Exarchia has long been a hub of radicalism and counterculture. Wedged between upmarket Kolonaki and residential Kypseli, Exarchia is a bohemian enclave where students, intellectuals, artists and long-standing residents navigate their everyday chores with a punk rock attitude. Or in the case of local-boy-made-good Leon of Athens, a Greek indie-pop attitude. The singer-songwriter (real name Leon Veremis) developed his soulful electro sound while living in Exarchia. Despite spending most of his time in London or on the road these days, he still keeps his music studio in this idiosyncratic neighbourhood.
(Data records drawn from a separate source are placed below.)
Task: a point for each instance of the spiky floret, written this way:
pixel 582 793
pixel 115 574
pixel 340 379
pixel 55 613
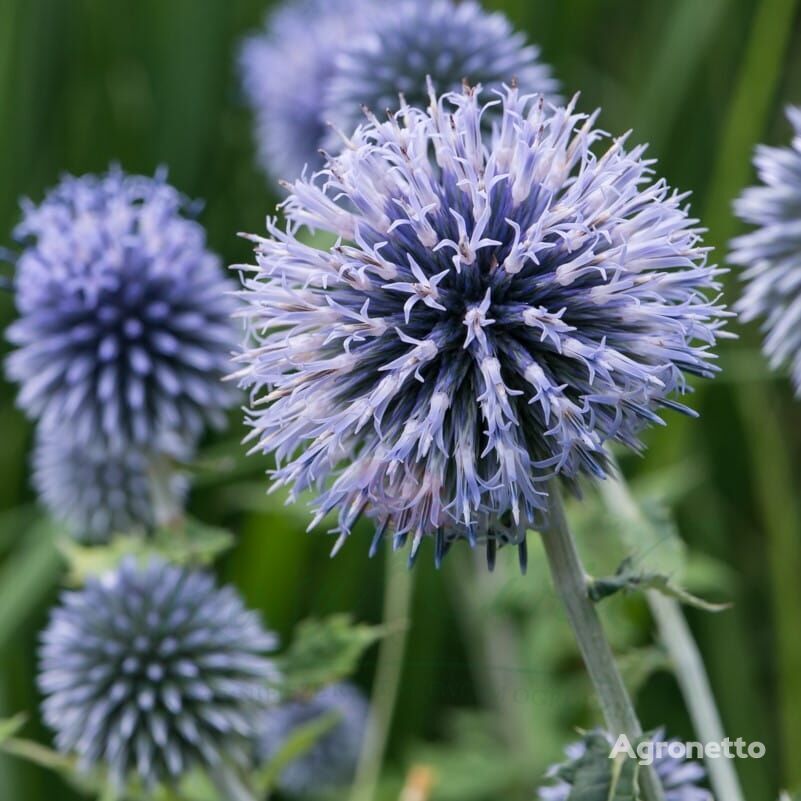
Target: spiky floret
pixel 151 670
pixel 284 71
pixel 98 493
pixel 447 41
pixel 680 778
pixel 331 761
pixel 124 328
pixel 771 254
pixel 491 315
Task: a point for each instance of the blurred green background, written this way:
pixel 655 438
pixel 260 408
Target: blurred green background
pixel 152 82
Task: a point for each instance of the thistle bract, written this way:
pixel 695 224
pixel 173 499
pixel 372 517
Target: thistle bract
pixel 771 253
pixel 153 670
pixel 124 330
pixel 409 40
pixel 680 779
pixel 491 315
pixel 331 760
pixel 284 71
pixel 97 493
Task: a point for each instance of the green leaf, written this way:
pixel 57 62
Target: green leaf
pixel 596 777
pixel 325 651
pixel 190 543
pixel 302 739
pixel 27 576
pixel 627 579
pixel 39 754
pixel 10 726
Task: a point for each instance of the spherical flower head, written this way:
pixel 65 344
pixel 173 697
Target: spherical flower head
pixel 284 71
pixel 331 761
pixel 98 493
pixel 491 316
pixel 123 332
pixel 771 253
pixel 448 41
pixel 153 670
pixel 680 778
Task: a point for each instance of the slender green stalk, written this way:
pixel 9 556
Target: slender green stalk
pixel 397 609
pixel 684 654
pixel 752 102
pixel 570 580
pixel 230 786
pixel 494 648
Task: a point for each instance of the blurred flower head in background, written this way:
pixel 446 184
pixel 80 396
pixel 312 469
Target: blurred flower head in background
pixel 284 71
pixel 98 493
pixel 319 62
pixel 680 779
pixel 411 40
pixel 490 316
pixel 124 327
pixel 153 670
pixel 331 761
pixel 771 254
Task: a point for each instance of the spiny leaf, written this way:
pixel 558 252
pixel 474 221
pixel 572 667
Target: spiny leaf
pixel 594 776
pixel 297 744
pixel 191 542
pixel 627 579
pixel 325 651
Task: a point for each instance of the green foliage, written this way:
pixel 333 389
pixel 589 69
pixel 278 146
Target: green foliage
pixel 323 652
pixel 151 83
pixel 629 579
pixel 596 777
pixel 189 542
pixel 301 740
Elsewhere, squats and contemporary art spaces grace the streets around the namesake square and almost every surface is covered in murals by well-known street artists (and tags by lesser known vandals). Exarchia is the place to enjoy an arthouse film or an edgier take on Athens’ famous nightlife, according to Leon. “You’ll find it in the small clubs, bars and live music scenes—like the legendary An Club, where many of us cut our clubbing teeth,” he says. It’s also the heart of literary Athens: you’ll encounter as many bookshops and publishing houses here as there are cafes. “Exarchia attracts a broad crowd, from exchange students to migrants to middle-aged creatives,” says the performer. “I like that it’s a little rough around the edges; because that roughness weaves itself into the everyday sense of a real Athenian neighbourhood.”
Kallidromiou Farmer’s Market
Early on Saturday morning, hilly Kallidromiou Street is transformed into one of the best Athenian farmers’ markets (laiki), with heaps of seasonal fruits and vegetables from Greek producers laid out underneath bright orange tarps. The crowd is an odd mix of young and old Athenians, artists, migrants, and fashion models. Everyone finds time for a chat and politics is always on the agenda, but exchanges are frequently interrupted by vendors, shouting to drive attention back to the stalls. Market visitors will almost always look for a table in one of the cafes that line Kallidromiou Street, like Paraskinio, which serves good coffee and mini croissants on marble top tables.
If you’re after a quiet drink on lively Kallidromiou Street, come back in the evening when Enikos, a classic drinking haunt from the early 1990s, opens its doors. The music is subtle enough to foster meaningful conversations and the walls are decorated with prints, photographs and book covers, many donated by the writers and artists who congregate here.
Ama Lachei Stis Nefelis
For an original culinary experience, head to Ama Lachei for lunch or dinner. Walk through the gate of this converted primary school and you immediately get an idea of what an old Athenian courtyard used to look like. On a sunny day, you can soak up the relaxed atmosphere watching the locals gesture their way through endless conversations, as they occupy the tables for hours. You can try a variety of meze dishes that use local delicacies. There’s a good selection of wines and it all comes at very reasonable prices.
Exarchia has dozens of record shops full of new and used picks, because frankly vinyl never went out of fashion here. In general, vintage shopping is staging a strong comeback in this neighbourhood of bargain hunters. Visit Ippokratous Street to unearth second hand luxury in shops like BOHBO or Yesterday’s Bread, which imports clothes and accessories from the Netherlands.
Alexandrino Café Bistro
For French flair, Alexandrino, an all-day joint flanked by restaurants, has a cosmopolitan vibe that’s a far cry from your average Exarchia bar. An established spot for people watching, it enjoys a reputation for great service and cocktails, including a mean pisco sour. To fully enjoy the long list of drinks and wines, you’ll have to get lucky and snare a stool at the long wooden bar. If you do manage to grab one of the coveted tables, settle in to savour the jazzy ambience and enticing selection of sweet and savoury snacks.
Another great all-day choice, Warehouse offers a refreshing combination of relaxed sophistication and industrial design, where you can choose from a lengthy list of wines by the glass. The food menu is short, but includes dishes that give classic recipes a touch up, like the striploin steak and buttery bulgur, making the place an established favourite of the locals.
The National Archaeological Museum Café
At the far end of Exarchia on the once grand Patission Avenue, the National Archeological Museum and the National Technical University of Athens stand out as two elegant examples of neoclassical architecture. The Museum displays jaw-dropping collections that cover 7,000 years of ancient Greek history. If you’re looking to get away from the hustle and bustle of the area, take refuge in its wonderful garden café where you can sip on a Greek coffee sitting amongst ancient statues.